Elida smiled appealingly up at Fawley.
“You will support my presence for a short time until your host arrives?” she begged. “He is, as you know, a very busy man. He thought that we might converse for a while until he comes.”
“But what do you know about him?” Fawley asked wonderingly. “Surely this is not your galère ?”
“I will explain,” she promised. “You are angry with me but indeed nothing that happened was my fault. Please sit down.”
She laid her hand upon his wrist and drew him gently towards the table. Fawley steeled himself, as well as he might, against the lure of her beseeching eyes, but took the place by her side.
“Forgive me if I seemed ungracious,” he murmured. “I never dreamed of seeing you here.”
She drew a sigh of relief and approved his idea of a cocktail. The pedagogue of the place strutted away. They were alone.

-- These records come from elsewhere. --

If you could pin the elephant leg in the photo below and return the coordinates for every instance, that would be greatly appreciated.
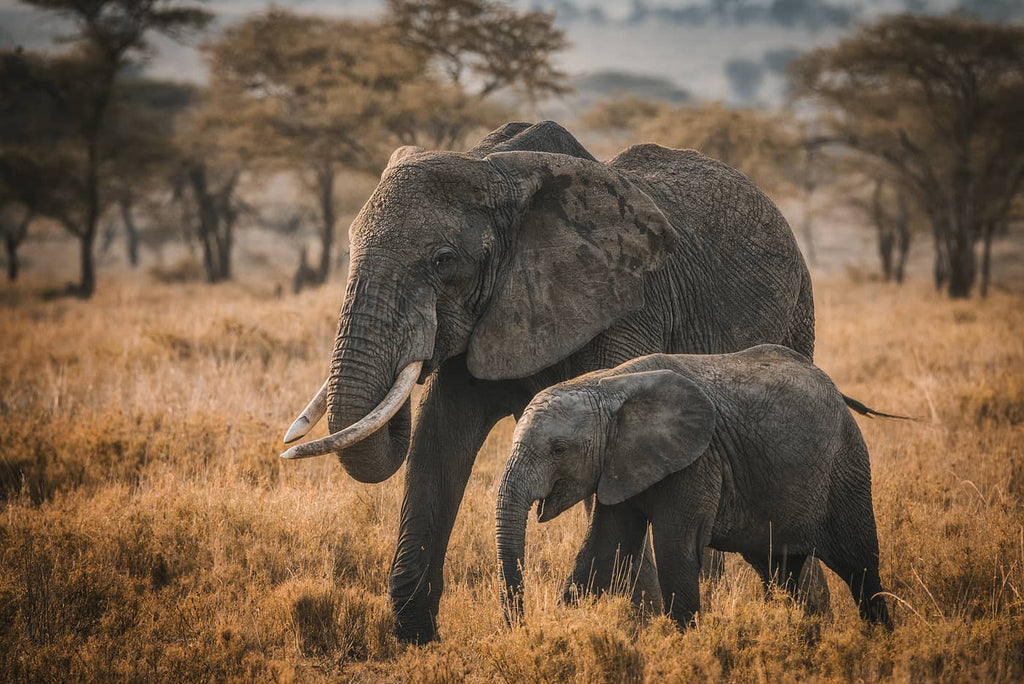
(800, 575)
(853, 555)
(713, 564)
(813, 594)
(780, 569)
(456, 414)
(615, 556)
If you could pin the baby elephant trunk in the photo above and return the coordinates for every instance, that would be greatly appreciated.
(520, 486)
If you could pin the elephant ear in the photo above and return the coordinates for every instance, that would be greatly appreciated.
(586, 237)
(664, 422)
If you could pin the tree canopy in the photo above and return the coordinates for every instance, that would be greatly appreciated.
(940, 100)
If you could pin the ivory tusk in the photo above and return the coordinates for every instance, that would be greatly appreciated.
(368, 425)
(309, 417)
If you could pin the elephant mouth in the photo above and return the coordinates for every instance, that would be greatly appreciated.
(557, 501)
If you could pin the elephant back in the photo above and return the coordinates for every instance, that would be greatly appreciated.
(519, 136)
(736, 254)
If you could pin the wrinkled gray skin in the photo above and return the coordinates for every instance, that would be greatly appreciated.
(753, 453)
(522, 263)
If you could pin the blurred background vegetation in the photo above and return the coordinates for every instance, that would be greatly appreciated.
(894, 131)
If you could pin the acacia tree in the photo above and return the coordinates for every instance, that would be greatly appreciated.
(765, 146)
(109, 35)
(939, 101)
(141, 128)
(317, 94)
(479, 47)
(214, 152)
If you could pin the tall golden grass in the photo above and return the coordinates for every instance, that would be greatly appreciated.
(148, 530)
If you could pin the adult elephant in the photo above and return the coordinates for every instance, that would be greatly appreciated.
(493, 274)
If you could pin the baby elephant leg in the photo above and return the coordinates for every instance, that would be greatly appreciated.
(852, 552)
(856, 561)
(679, 573)
(615, 556)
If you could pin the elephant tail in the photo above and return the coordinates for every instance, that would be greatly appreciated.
(864, 411)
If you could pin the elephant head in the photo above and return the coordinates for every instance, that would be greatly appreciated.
(613, 435)
(515, 259)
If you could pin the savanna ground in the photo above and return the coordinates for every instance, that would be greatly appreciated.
(148, 529)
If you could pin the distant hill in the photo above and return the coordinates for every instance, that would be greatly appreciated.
(672, 50)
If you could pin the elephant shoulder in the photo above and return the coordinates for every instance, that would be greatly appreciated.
(769, 353)
(545, 136)
(654, 162)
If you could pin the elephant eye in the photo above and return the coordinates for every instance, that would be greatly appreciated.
(443, 258)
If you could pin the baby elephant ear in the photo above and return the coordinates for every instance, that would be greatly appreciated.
(663, 424)
(586, 237)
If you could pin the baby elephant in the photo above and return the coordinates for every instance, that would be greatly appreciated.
(754, 453)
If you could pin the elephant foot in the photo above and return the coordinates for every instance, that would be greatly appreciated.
(813, 589)
(643, 588)
(415, 631)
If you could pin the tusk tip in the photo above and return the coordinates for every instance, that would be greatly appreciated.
(298, 429)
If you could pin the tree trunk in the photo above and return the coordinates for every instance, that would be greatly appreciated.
(986, 258)
(962, 267)
(87, 284)
(10, 246)
(884, 231)
(325, 181)
(131, 232)
(941, 266)
(902, 237)
(12, 240)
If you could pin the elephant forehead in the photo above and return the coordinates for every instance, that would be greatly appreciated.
(421, 201)
(557, 412)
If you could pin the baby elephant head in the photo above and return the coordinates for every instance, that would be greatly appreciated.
(611, 434)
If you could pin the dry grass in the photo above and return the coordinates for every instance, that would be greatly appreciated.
(150, 531)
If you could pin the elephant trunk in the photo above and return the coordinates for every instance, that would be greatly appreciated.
(521, 485)
(373, 352)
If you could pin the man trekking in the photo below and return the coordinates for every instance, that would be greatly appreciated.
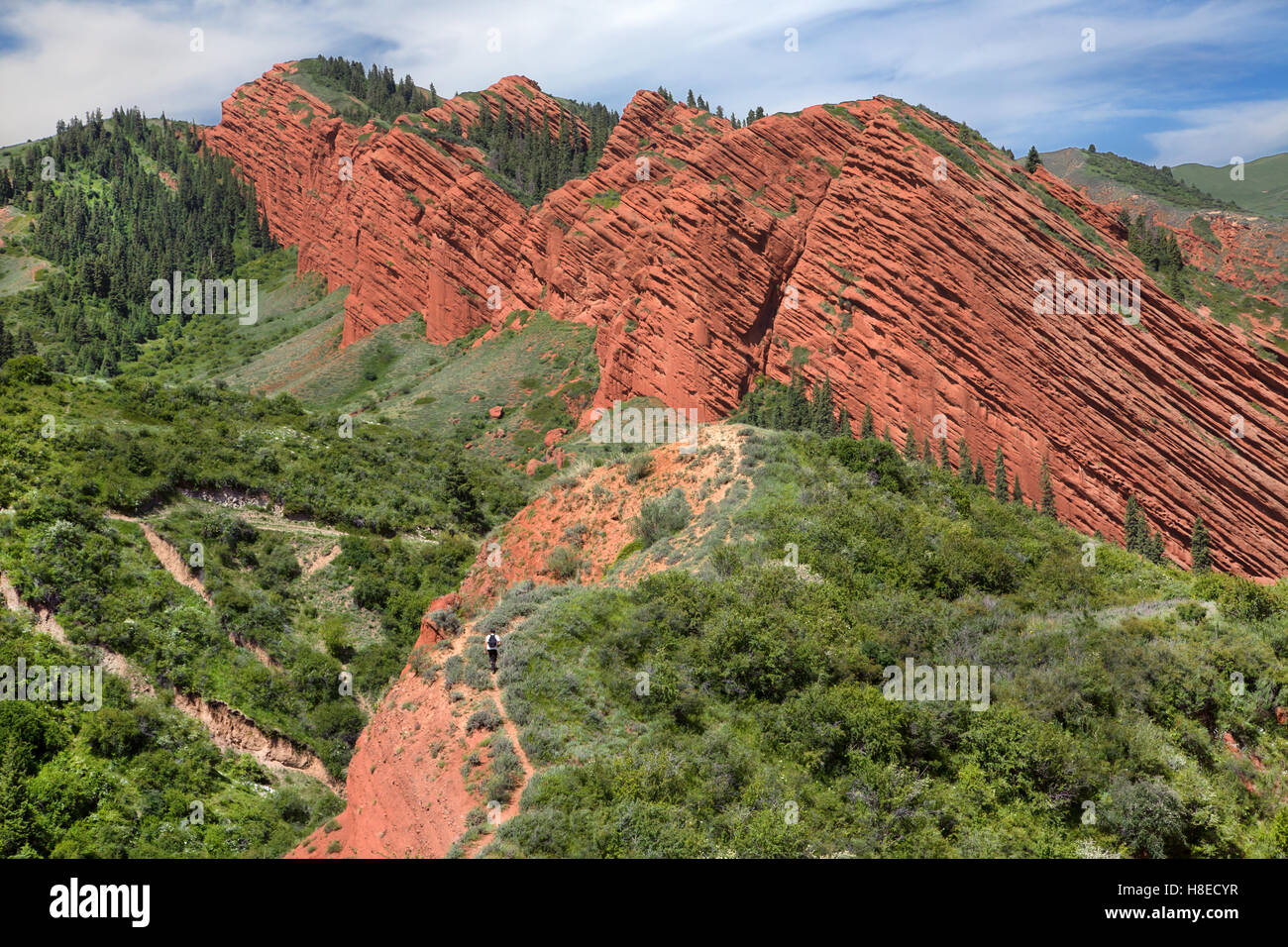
(492, 644)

“Dear friend,” she said, and for a person who had seemed to him, at most times, so indifferent, her voice trembled with emotion. “Indeed I was not to blame. No idea of my mad cousin’s scheme had ever entered my head. One result of it you see in my presence here.”
“I am glad to believe it,” he answered. “Do you mean then that your sympathies are changed?”
“It would seem so, would it not?” she answered, with a sigh of relief. “It has been a great upheaval but I believe that they are. My cousin assured me that Von Salzenburg himself said that you were to be got rid of. The idea sickened me. I no longer wish to serve a company of assassins.”
The cocktails were served. Elida ordered supper and wine.
“You see,” she explained, “our host eats or drinks practically nothing. I am to entertain you till he comes. You are to be impressed. How shall I begin, I wonder?”
He raised his eyebrows.
“Princess—” he began.
“You may call me Elida,” she interrupted. “From you I prefer it. I shall call you Martin. In a place like this, we do not wish to advertise ourselves.”
“I am very happy to find you so gracious,” he assured her. “I am happy too to know that you did not share your cousin’s desire to send me to destruction.”
“No one in the world,” she said quietly, “has a stronger wish than I have, Martin, to keep you alive, to keep you well, to keep you near me if I can.”
“Do you speak for your new chief?” he enquired.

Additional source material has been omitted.